Een geliefd onderwerp op verjaardagsvisites en in de kroeg: de benzineprijzen. Dat ze zo hoog zijn (wat klopt, vooral omdat de overheid er zoveel belasting over heft), en dat ze wel stijgen maar nooit dalen (wat aantoonbaar niet klopt).
En dat je in Frankrijk veel goedkoper kan tanken, wat ook klopt. Maar dan wordt gemakshalve even vergeten dat die goedkope benzine vooral verkrijgbaar is bij (dure) hypermarchés, waarvoor je vaak een eind moet (om)rijden.
Nee, dan Nederland. Daar vind je altijd wel een pomp in de buurt. En kan je kiezen voor je favoriete merk, met je favoriete spaarsysteem en de lekkerste koffie.

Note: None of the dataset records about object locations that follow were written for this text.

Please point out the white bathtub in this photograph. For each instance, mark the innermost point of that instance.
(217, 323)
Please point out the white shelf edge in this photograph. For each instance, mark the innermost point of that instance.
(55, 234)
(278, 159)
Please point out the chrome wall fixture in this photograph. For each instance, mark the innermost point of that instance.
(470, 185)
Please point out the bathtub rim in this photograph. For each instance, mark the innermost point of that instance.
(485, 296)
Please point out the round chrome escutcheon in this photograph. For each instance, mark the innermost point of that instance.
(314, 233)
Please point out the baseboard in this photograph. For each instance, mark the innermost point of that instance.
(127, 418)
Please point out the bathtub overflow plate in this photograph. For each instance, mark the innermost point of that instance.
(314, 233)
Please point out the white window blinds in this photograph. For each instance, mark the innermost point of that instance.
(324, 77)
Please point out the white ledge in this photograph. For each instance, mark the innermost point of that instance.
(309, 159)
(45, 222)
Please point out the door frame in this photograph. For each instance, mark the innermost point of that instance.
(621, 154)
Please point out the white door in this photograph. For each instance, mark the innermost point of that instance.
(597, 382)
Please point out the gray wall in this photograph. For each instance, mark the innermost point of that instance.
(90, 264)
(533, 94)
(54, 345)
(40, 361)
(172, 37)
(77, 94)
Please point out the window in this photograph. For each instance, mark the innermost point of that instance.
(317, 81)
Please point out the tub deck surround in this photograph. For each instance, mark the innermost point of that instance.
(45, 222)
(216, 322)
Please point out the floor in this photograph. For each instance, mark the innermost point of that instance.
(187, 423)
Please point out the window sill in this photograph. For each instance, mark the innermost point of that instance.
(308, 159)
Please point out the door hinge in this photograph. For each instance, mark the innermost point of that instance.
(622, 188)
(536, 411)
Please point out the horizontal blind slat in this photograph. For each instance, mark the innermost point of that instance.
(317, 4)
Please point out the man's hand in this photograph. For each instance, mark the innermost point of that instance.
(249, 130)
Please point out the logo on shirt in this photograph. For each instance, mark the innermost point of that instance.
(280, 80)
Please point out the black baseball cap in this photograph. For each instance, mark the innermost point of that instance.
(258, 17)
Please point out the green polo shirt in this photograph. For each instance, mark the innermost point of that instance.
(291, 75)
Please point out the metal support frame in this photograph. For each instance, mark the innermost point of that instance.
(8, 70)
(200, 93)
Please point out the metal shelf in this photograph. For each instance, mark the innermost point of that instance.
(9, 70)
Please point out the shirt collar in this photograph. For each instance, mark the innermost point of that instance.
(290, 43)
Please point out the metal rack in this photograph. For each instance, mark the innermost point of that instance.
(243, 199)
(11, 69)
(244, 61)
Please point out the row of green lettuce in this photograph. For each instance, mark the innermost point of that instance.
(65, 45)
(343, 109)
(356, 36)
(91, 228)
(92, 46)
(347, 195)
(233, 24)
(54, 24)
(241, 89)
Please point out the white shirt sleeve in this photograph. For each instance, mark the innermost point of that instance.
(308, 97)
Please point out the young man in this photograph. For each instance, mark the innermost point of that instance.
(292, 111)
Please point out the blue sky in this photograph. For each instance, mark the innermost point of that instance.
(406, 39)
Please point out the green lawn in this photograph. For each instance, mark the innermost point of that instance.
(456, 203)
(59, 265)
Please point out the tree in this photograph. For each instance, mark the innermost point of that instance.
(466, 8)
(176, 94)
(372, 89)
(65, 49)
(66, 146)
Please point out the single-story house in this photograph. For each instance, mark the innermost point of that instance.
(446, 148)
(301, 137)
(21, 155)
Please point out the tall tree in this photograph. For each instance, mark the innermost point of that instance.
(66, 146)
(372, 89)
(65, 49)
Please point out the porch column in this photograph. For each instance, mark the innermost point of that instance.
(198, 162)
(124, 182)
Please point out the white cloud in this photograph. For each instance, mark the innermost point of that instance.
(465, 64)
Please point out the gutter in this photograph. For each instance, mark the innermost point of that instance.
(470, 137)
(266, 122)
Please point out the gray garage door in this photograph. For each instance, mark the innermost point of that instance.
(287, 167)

Alleen al in Haren tellen we vijf benzinestations, en net buiten onze gemeentegrens, bij De Punt, bevindt zich nog een zesde verkooppunt.

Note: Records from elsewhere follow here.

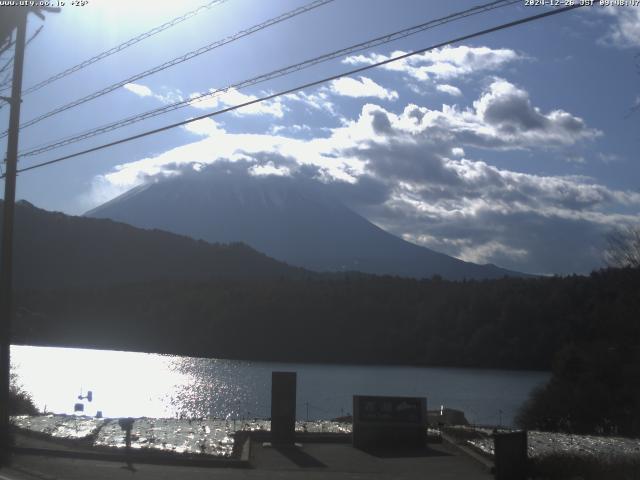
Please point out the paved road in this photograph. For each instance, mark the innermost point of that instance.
(312, 461)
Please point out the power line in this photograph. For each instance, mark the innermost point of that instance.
(122, 46)
(306, 85)
(178, 60)
(272, 75)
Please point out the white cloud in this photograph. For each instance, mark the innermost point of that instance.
(428, 190)
(450, 89)
(444, 63)
(361, 87)
(269, 169)
(140, 90)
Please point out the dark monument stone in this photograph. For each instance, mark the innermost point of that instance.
(389, 422)
(510, 455)
(283, 407)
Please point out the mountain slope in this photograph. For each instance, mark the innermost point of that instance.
(57, 250)
(301, 226)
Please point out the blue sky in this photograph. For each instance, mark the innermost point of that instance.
(517, 148)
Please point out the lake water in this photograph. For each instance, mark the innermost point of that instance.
(150, 385)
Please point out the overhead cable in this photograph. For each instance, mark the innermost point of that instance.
(314, 83)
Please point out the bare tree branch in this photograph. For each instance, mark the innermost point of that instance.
(623, 249)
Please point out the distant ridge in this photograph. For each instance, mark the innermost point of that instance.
(57, 250)
(298, 224)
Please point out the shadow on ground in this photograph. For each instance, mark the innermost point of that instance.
(299, 457)
(404, 452)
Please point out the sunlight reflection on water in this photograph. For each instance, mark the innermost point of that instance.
(163, 386)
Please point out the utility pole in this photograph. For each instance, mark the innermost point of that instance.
(6, 262)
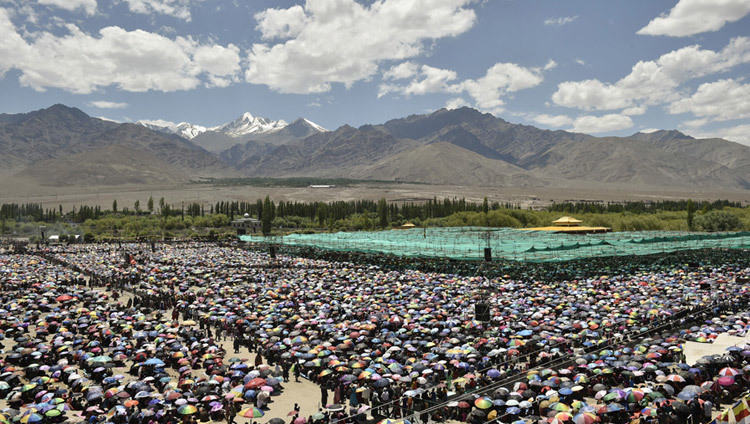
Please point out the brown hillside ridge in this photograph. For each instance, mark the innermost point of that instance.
(460, 147)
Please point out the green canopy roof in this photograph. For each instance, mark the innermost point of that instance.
(468, 243)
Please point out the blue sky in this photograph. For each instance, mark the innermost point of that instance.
(600, 67)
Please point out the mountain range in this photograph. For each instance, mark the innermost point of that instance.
(64, 146)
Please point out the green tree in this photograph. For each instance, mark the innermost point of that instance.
(719, 221)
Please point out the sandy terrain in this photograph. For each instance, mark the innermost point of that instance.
(14, 190)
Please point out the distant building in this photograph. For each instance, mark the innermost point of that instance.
(570, 225)
(246, 225)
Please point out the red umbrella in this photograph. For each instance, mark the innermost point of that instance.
(726, 381)
(255, 383)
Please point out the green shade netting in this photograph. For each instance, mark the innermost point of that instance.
(468, 243)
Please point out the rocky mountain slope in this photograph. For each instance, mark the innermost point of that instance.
(461, 146)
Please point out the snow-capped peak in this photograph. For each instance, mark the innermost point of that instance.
(314, 125)
(249, 124)
(183, 129)
(240, 127)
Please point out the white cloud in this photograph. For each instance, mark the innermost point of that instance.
(552, 120)
(282, 23)
(501, 79)
(560, 21)
(488, 91)
(689, 17)
(695, 123)
(635, 110)
(131, 60)
(739, 134)
(428, 80)
(221, 63)
(455, 103)
(652, 82)
(343, 41)
(87, 5)
(721, 100)
(597, 124)
(103, 104)
(401, 71)
(177, 8)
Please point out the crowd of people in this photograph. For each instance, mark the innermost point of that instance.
(392, 344)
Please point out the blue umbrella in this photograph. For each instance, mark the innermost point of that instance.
(353, 399)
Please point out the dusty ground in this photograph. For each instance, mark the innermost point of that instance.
(14, 190)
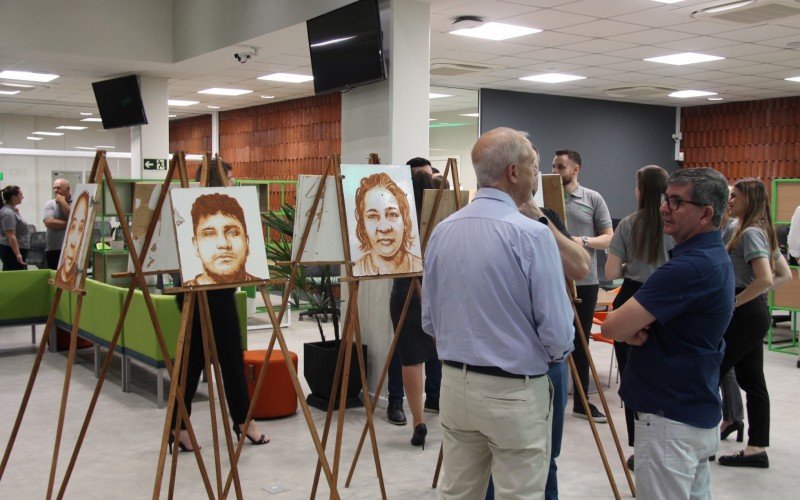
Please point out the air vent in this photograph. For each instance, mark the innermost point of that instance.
(756, 13)
(639, 91)
(455, 69)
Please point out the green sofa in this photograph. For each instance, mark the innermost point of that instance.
(26, 298)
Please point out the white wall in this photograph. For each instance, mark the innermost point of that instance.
(33, 173)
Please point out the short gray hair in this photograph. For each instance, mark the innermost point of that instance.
(498, 148)
(709, 187)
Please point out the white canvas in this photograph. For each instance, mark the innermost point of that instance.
(324, 243)
(162, 255)
(383, 233)
(77, 237)
(223, 250)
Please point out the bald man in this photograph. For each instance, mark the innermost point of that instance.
(56, 212)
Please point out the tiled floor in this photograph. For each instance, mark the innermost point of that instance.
(120, 455)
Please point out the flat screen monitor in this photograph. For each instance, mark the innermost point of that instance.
(120, 102)
(346, 47)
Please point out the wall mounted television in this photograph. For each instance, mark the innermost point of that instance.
(346, 47)
(120, 102)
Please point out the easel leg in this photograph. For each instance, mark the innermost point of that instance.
(223, 402)
(31, 380)
(395, 338)
(73, 344)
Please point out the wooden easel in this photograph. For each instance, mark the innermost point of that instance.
(451, 170)
(99, 173)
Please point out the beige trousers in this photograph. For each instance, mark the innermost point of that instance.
(498, 426)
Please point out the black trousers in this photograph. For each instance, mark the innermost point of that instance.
(744, 352)
(588, 296)
(51, 258)
(621, 349)
(225, 322)
(10, 262)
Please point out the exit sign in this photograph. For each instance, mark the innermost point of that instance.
(155, 164)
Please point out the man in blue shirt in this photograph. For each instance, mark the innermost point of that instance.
(676, 322)
(494, 299)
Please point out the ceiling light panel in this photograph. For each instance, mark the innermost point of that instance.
(496, 31)
(27, 76)
(552, 78)
(224, 91)
(286, 77)
(683, 94)
(684, 58)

Om d’een of d’andere reden vormen benzinepompen voor fotografen een intrigerend onderwerp. Omdat ze vaak wat achteraf liggen. Omdat ze er soms wat desolaat uitzien. Omdat ze in het duister of de schemer iets mysterieus hebben.
En als je dan ook in het verleden bij een oliemaatschappij hebt gewerkt… Ja, dan moet je als fotograaf die benzinestations binnen je gemeentegrenzen natuurlijk wel vereeuwigen.